凍結精子で夫の死後出産、父子関係認知せず…最高裁

2006年 9月 4日 (月) 15:14

 西日本在住の40歳代の女性が夫の死後、凍結保存していた精子を使った体外受精で産んだ男児(5)が、亡くなった夫の子として認知するよう国に求めた訴訟の上告審判決が4日、最高裁第2小法廷であった。
 中川了滋裁判長は、「現在の民法は死後生殖を想定しておらず、親子関係を認めるか否か、認めるとした場合の要件や効果を定める立法がない以上、法律上の親子関係は認められない」と述べ、認知を認めた2審・高松高裁判決を破棄、男児側の請求を棄却した。法的な父子関係は認められないことが確定した。
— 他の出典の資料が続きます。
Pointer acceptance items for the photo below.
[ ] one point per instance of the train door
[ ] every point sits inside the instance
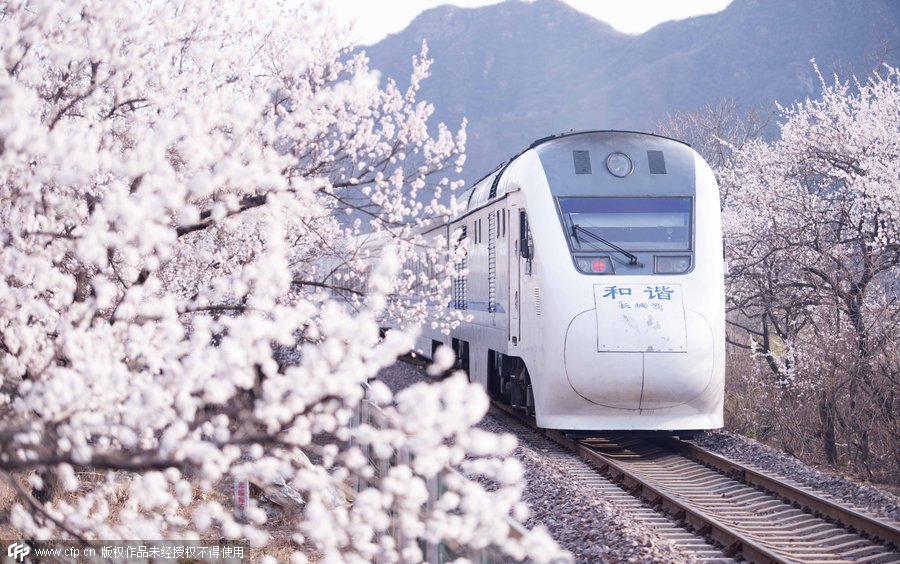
(515, 273)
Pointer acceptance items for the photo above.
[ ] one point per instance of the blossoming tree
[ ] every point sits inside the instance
(812, 226)
(190, 197)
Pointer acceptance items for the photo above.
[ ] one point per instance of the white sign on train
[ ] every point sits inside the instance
(640, 318)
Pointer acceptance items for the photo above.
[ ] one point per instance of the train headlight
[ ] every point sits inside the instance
(594, 265)
(672, 265)
(619, 164)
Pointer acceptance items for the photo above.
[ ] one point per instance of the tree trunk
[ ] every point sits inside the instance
(826, 416)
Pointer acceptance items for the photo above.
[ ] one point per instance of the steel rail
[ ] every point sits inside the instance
(850, 518)
(755, 538)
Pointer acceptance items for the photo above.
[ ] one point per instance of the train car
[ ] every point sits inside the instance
(594, 284)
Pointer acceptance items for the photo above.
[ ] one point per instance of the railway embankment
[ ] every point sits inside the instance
(597, 520)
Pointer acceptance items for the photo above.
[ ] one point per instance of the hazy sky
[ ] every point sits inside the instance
(377, 18)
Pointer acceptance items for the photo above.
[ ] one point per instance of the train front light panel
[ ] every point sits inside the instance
(594, 265)
(672, 264)
(619, 164)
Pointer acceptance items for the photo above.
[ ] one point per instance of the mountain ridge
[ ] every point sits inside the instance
(523, 70)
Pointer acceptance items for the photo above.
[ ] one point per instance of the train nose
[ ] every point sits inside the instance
(639, 379)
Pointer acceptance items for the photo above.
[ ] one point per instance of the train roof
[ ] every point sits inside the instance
(488, 187)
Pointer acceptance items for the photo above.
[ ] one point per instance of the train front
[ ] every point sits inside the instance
(628, 258)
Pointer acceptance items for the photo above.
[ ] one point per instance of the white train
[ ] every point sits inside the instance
(595, 284)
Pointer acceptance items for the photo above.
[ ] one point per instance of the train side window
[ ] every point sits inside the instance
(524, 247)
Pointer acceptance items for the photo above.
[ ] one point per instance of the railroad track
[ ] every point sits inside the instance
(749, 514)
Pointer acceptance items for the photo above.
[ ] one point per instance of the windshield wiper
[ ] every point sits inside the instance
(632, 259)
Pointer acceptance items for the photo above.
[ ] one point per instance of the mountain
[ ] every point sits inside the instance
(522, 70)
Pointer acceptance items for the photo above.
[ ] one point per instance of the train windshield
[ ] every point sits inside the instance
(632, 224)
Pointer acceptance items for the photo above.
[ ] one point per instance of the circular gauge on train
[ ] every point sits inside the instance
(619, 164)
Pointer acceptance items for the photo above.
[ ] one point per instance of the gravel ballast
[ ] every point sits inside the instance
(864, 497)
(592, 529)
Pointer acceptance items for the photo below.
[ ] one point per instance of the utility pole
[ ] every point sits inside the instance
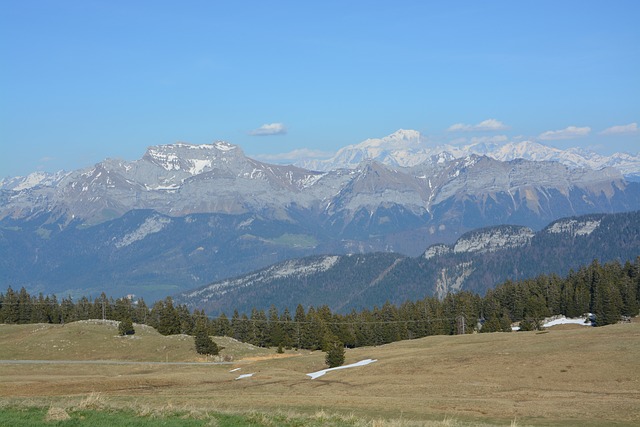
(462, 324)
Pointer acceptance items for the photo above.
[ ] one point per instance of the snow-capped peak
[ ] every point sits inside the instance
(408, 148)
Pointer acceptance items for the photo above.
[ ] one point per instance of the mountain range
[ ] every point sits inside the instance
(408, 148)
(476, 262)
(185, 215)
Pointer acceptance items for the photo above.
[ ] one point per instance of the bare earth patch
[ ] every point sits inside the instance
(566, 376)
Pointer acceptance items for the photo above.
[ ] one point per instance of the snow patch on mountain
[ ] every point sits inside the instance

 死後生殖で生まれた子の認知について、最高裁が判断を示したのは初めて。同種の二つの訴訟では、東京、大阪両高裁が認知請求を棄却(いずれも上告中)しており、判断が分かれていた。判決では2人の裁判官が補足意見で、「早急な法整備が求められる」と指摘。生殖医療が進歩する中、親子関係を規定する民法の改正や新たな医療法制の整備が求められることになりそうだ。

読売新聞より引用
大学の頃家族法の講義でこの話が出たわけですが、それの最高裁の判断が出ました。
原告の家族には悪いけど、立法化への道筋ができただけでもこの判断は一定の評価はしていいものだ。でも、早急な立法化といっても、人の生死にまつわることは倫理面でいろいろともめそうで、今後の動きにも注意を払わなければならない。